Anna had the toughest transition from the 10 hour flight. While waiting in the airport for our van to arrive her head spun around and she turned into the “spitting, snarling travel beast” that we all harbor somewhere deep inside. We all just looked at her in astonishment. “Who is this child? Is she having a seizure? Why isn’t her mother doing something?” The next morning, however, she didn’t remember a thing about the whole incident. Cool. I always have to have drunk a whole bottle of wine to make that claim.

We stayed at a spectacular hotel – Alstadt Vienna (thanks Kellie!) very near the heart of the museum district, and took a handsome cab (horse and carriage) ride to get the hour-long-short-and-sweet tour. “Beethoven lived here….Mozart performed his first concert at six years old here…Freud practiced here” type - deal.

Taking a tour, even just a short one is really a good way to get the lay of the land when you are in a new city – especially with kids. It cuts down on the first few hours spent looking at a map and wandering around lost while people whine at you.

We passed by a “farmer’s market” and later went there for lunch.
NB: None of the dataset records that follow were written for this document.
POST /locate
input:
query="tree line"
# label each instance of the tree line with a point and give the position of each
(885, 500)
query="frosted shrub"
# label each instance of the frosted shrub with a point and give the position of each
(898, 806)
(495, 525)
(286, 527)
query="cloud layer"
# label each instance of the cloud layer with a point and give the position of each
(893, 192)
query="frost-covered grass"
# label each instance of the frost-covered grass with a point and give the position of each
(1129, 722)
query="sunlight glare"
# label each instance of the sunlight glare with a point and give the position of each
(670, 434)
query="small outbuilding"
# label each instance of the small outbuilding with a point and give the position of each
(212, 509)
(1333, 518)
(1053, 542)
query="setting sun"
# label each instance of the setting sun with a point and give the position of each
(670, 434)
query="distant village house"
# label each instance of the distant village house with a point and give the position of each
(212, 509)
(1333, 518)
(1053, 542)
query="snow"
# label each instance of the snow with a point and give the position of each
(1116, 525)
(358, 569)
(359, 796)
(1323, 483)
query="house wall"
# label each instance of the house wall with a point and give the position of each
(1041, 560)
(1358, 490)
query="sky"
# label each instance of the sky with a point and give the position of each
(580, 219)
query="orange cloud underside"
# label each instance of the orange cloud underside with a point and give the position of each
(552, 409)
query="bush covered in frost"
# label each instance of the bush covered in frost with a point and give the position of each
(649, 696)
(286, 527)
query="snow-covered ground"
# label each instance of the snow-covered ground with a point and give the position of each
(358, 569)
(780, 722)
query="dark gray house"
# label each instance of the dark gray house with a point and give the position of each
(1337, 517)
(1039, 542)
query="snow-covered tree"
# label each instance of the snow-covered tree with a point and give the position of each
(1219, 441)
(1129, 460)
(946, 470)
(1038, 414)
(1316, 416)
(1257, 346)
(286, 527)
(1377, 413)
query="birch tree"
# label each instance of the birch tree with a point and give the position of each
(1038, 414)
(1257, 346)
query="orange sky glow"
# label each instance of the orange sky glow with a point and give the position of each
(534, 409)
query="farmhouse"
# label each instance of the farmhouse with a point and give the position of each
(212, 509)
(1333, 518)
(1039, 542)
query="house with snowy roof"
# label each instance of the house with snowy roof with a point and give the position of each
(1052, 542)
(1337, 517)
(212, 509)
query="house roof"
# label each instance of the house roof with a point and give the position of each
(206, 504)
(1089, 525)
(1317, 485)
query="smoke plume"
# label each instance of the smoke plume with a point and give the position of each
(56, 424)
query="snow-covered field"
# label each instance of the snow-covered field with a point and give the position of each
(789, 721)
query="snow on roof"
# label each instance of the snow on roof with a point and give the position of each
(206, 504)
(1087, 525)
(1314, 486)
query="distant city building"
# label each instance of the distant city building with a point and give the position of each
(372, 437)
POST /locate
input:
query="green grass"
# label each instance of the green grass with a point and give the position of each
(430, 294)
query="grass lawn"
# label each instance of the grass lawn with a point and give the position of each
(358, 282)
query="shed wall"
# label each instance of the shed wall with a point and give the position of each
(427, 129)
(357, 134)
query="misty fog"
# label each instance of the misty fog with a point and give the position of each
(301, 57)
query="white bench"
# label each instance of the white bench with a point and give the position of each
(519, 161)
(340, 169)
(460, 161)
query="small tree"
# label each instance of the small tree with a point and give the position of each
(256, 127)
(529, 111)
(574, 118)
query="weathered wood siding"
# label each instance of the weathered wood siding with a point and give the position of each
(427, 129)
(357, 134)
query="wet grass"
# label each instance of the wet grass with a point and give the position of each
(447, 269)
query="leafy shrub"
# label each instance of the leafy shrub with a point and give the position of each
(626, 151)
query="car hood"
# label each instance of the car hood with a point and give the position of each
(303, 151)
It turned out to be a small wine and beer festival complete with heaping plates of spicy fennel potatoes, sausages, and diced fried pork. Yum. But it was also our first experience with EURO vs. RMB. vs.US Dollar. US $5 for a coke. Ouch.

Mike and I spent an afternoon making a few new friends in a small Viennese wine bar. It was my first taste of the grape in a month!

Although we didn’t visit any museums, we did manage to get the kids to a performance by the Vienna Symphony and Opera Company. This was given at the Royal Palace in the Ballroom. It was lovely and the kids really seemed to enjoy it. They sat still, paid attention, and even bobbed their heads from time to time.

I, however, was a different story. As the symphony was in full glory, and the tenor in his beautiful tux was belting out a piece from “The Marriage of Figaro”, I couldn’t help but picture the Bugs Bunny cartoon, and my brother Jimmy’s rendition of “I Kiwwweddd Da Waaabbbiiiitttt”. I giggled through the whole thing and embarrassed my family.
Of course the next day I claimed not to remember a thing. Must have been the jet lag...or the wine bar.